Giants of Jazz and Blues
Friday, Antoinette Hatfield Hall
This benefit concert, true to the name, features giants of the blue notes like Grammy winner (and American Music Program founder) Thara Memory, and Bitches Brew contributor Bennie Maupin. The best of Portland's local jazz and blues musicians will fatten up the night's lineup. Proceeds go toward the American Music Program, which ensures that the influence of jazz greats like Miles, Ellington, and Basie make it into the next generation of musicians.

Musée Mécanique
Saturday, Alberta Rose Theater
In a city where “folk” gets hyphenated with every genre label, this chamber-folk group distinguishes itself by taking time to perfect their lushly orchestrated songs. From Shores of Sleep is their first record in five years, and they've decided to let fans pay what they want for a digital download, with 10% going to XRAY.fm.

A still from Ryan Trecartin's film 'Item Falls' at Upfor Gallery

Art

First Thursday
Thursday, Downtown
From art superstar Ryan Trecartin to local lights like Victor Calderone, from New York City basements to Oregon beaches, the downtown galleries are seeing summer off with a bang at tonight's monthly gallery walk.

 

 

 

Dance

Rachel Tess: Souvenir
Saturday–Sunday, Opsis Architecture
With a foot in Portland and a foot in Sweden, this Portland native's latest work reflects her itinerant lifestyle: Souvenir, a dance set on a transportable stage of interlocking pine boards, enough to fill a 40-foot shipping container.
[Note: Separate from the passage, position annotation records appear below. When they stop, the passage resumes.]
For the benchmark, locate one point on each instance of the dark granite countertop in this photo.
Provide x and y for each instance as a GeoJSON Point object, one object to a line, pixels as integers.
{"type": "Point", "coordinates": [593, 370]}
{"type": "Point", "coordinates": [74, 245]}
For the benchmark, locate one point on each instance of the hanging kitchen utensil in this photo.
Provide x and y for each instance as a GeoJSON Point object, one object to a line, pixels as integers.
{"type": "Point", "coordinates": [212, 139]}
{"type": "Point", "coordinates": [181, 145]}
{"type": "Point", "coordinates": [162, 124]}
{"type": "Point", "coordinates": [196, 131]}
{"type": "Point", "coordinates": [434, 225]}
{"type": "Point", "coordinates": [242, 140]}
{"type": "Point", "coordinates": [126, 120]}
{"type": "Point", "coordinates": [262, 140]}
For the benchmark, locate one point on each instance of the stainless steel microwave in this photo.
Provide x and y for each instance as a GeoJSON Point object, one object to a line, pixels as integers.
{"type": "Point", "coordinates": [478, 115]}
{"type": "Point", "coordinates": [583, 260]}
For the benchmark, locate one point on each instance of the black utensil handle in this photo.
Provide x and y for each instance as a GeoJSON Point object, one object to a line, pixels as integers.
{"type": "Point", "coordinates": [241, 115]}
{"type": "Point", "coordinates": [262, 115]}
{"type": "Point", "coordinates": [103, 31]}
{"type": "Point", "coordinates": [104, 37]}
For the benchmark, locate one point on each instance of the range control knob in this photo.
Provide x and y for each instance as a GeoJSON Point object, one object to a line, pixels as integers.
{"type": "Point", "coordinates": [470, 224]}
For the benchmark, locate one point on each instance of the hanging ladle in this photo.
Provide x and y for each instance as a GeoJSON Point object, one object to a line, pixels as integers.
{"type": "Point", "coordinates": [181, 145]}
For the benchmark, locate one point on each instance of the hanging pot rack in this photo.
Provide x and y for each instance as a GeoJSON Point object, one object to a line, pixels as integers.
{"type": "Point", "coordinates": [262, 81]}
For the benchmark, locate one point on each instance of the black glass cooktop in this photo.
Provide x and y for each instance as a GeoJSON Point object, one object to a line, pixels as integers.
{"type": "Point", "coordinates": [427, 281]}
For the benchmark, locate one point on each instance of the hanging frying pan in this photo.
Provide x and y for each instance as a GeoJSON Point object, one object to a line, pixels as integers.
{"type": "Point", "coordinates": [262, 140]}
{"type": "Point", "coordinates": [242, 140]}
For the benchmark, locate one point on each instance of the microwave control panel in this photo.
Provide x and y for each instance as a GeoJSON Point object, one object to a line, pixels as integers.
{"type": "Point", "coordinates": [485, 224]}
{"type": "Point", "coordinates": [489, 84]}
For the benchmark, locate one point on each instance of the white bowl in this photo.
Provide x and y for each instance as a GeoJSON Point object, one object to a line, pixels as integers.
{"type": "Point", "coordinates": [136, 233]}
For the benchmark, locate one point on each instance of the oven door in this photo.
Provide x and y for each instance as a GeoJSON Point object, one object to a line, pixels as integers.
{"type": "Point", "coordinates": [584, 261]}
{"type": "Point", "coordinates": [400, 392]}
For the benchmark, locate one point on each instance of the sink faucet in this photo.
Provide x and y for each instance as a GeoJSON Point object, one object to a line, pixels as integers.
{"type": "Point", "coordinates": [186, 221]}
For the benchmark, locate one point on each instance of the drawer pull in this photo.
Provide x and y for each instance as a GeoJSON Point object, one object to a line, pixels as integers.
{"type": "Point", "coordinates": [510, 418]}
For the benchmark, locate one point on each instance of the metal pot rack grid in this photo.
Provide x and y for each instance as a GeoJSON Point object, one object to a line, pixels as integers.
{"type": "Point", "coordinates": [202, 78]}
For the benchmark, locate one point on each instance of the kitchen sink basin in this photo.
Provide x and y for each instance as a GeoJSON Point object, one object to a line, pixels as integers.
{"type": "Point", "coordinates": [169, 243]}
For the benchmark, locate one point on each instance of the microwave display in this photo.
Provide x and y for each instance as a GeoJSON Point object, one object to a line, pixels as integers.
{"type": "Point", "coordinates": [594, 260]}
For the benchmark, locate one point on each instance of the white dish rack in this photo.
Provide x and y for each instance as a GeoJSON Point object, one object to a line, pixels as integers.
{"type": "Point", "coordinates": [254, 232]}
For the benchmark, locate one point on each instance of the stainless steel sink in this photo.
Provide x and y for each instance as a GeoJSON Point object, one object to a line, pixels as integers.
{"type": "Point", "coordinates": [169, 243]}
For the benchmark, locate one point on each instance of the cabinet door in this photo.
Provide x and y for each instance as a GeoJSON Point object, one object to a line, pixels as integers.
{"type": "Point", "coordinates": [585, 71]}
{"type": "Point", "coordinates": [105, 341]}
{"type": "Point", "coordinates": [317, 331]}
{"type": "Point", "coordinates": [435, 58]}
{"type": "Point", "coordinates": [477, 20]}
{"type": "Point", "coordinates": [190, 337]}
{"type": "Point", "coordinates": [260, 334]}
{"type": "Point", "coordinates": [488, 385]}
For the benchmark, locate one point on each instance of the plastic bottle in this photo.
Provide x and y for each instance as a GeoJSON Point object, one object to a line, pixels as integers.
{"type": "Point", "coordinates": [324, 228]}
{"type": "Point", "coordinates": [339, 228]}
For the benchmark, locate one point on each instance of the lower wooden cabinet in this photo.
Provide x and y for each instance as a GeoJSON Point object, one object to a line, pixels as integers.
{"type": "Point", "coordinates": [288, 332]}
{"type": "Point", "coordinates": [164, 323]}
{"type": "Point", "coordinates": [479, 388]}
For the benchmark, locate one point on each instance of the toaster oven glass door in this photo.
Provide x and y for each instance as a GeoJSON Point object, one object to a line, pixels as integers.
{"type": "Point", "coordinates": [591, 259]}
Tess created the piece in Sweden, premiered it in Manhattan, and will stage a new version of it in Portland next spring after a preview this month. She calls the travelling stage "a mobile choreographic environment." Read our preview.

Books & Talks

Colin Meloy looking ready to battle a book.

Literary Arts' 30th Birthday: Colin Meloy, Elizabeth Gilbert, and Calvin Trillin
Monday, Arlene Schnitzer Concert Hall
Portland's premier literary nonprofit celebrates a big birthday with a performance from the Decemberists' proudly bookish Colin Meloy, an appearance by Elizabeth Gilbert (Eat Pray Love, The Signature of All Things), and a return of the first-ever Portland Arts and Lectures guest speaker, New Yorker writer Calvin Trillin. It might be on Monday, but we're including it hear because literature knows no puny weekend boundaries.

Kate Gray
Friday, Powell's City of Books
Another Sunset We Survive (2007), the third book of poetry from local writer Gray, was a finalist for the Oregon Book Award; her new novel, Carry the Sky, explores bullying at an elite boarding school.

Mortified
Saturday–Sunday, Hollywood Theatre
The Portland chapter of this storytelling series, in which adults unearth and unveil horribly embarrassing relics from their adolescence and the story that goes with it, gained deserved notoriety as the scene for part of a 2013 documentary about the nationwide phenomenon.

Rick Perlstein
Sunday, Powell's City of Books
The best-selling author of Nixonland explores the rise of Ronald Reagan and a new conservative political culture after Vietnam in his new book, The Invisible Bridge: The Fall of Nixon and the Rise of Reagan.

Classical

Kathleen Supove
Saturday, Brunish Hall
Portlander-native-turned-Brooklynite Kathleen Supove makes her hometown debut with her newest recital, The Exploding Piano. The piece attempts to capture the avant garde sounds of New York's famous Downtown scene with works by the leading contemporary composers. The New York Times wrote: "What Ms. Supove is really exploding is the piano recital as we have known it."